怪獣万歳!

muho2’s diary

小説を書いて暮らしている大倉崇裕です。怪獣が3度の飯より好きです。政治的な発言は控えていましたが、保険証廃止の動きで頭が沸騰し、しばらく叫き続けていきます。自分自身大病もしたし、12年間親の介護もしました。その経験からも、保険証は廃止しちゃダメ。絶対!

男たちの介護

  • 深夜にやっていたドキュメント「男の介護」を見る。認知症を発症している82歳の母親の介護をする、独身50代の男性に密着。母親は深夜徘徊までいっており、かなり悲惨な状態。一人では便所にも行けず、オムツを着用。

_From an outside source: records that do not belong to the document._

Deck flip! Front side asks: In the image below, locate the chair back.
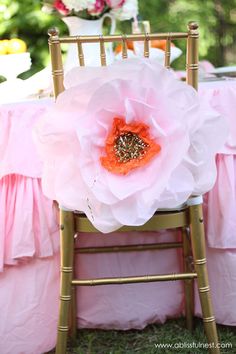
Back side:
[48,22,199,98]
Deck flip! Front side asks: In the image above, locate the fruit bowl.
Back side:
[0,52,31,80]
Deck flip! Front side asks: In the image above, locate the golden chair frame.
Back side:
[48,22,220,354]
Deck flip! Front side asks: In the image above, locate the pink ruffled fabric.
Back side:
[36,59,227,232]
[0,100,59,272]
[0,175,59,271]
[0,100,52,178]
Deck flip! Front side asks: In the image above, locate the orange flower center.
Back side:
[100,118,161,175]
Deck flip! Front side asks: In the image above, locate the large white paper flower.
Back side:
[36,59,226,232]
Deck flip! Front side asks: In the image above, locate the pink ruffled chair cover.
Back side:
[0,101,59,271]
[0,73,236,354]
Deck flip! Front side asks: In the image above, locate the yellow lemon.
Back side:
[7,38,27,54]
[0,39,9,55]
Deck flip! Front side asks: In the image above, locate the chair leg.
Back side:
[70,277,77,341]
[56,210,74,354]
[182,228,194,332]
[189,204,220,354]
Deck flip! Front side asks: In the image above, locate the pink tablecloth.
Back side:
[0,81,236,354]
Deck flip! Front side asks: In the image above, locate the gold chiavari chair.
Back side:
[48,22,220,354]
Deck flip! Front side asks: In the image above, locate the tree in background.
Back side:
[0,0,236,77]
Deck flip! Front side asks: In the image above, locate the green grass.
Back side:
[48,318,236,354]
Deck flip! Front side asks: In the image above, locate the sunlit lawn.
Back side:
[47,318,236,354]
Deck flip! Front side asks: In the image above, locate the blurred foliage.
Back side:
[0,0,236,77]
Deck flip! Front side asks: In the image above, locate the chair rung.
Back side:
[74,209,189,232]
[75,242,183,253]
[71,273,197,286]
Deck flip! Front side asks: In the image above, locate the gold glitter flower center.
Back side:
[114,132,149,163]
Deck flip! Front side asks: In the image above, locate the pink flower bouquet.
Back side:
[36,59,227,232]
[43,0,138,20]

男性は地元の議員であるが、介護のため次期選挙への出馬を止めた。密着している一年弱の間に、母親は入院して自分でオムツがはけなくなり、認知症が重篤化して、歩行するのも嫌がるようになった。でも、議員を辞めたため、年収は落ちこみ、介護にお金をかけることができない。
  • 救いがあるようなまとめ方などもあり、底の浅い番組だと思ったけれど、「母親を殺したら、楽になる」と思ったことを堂々と語った点は評価したい。
  • 「介護と殺人は紙一重だねぇ」は名言。
  • でも、40前半の男が母親を介護に疲れたからと殺したら、どうだろう。世間はやっぱり同情してくれるのだろうか。
  • 番組は「男の介護は大変だ」をテーマにしていて、私が一番懸念する、「介護離職」についてもしっかり描いていた。でも、そうしたシンポジウムに来ているのは、50代後半から60代の人ばかり。そうじゃないたろうに。これから介護は低年齢化してくるんだよ。30代、40代で介護をさせられて、人生踏みにじられている人たちはどうすればいいのよ。いいこと何もなく人生、終わってしまう。介護をしている者とそうでない者の格差も大きくなり、不公平感もすさまじい。世間的にはまだそこまで目が向いてないのかなぁ。
  • 番組のラストは「こんな生活がいつまて続くんだろう? 介護に終わりは見えない」だった。
  • これは真実を見事に突いている。ただ、一番の問題は「介護が終わった後」だということに気づいているんだろうか。議員辞めてまで介護している男性だけど、母親が死んだ後、この人には何が残るのだろう。もう何もないんじゃないだろうか。
  • さらに言えば、40代で介護が終わって放り出された人たちは、それからどうしていけばいいのだろう。介護をしていなかった人に比べれば、あらゆる点で遅れをとっているはずだ。介護に時間をとられ、仕事にも全力投球できなかったはずだ。介護費用がかかり、生活も苦しかっただろうし、貯金もないだろう。なのに、その人の人生はまだまだ続く。
  • 介護と殺人は紙一重だけれど、それは介護者が被介護者を殺すことばかりを言っているわけではない。被介護者は間接的に介護者を殺しているんじゃないか……。そんなこんなをあれこれ思ってしまい、ああ、こんな番組、見なければよかったと思ったけど、もう遅い。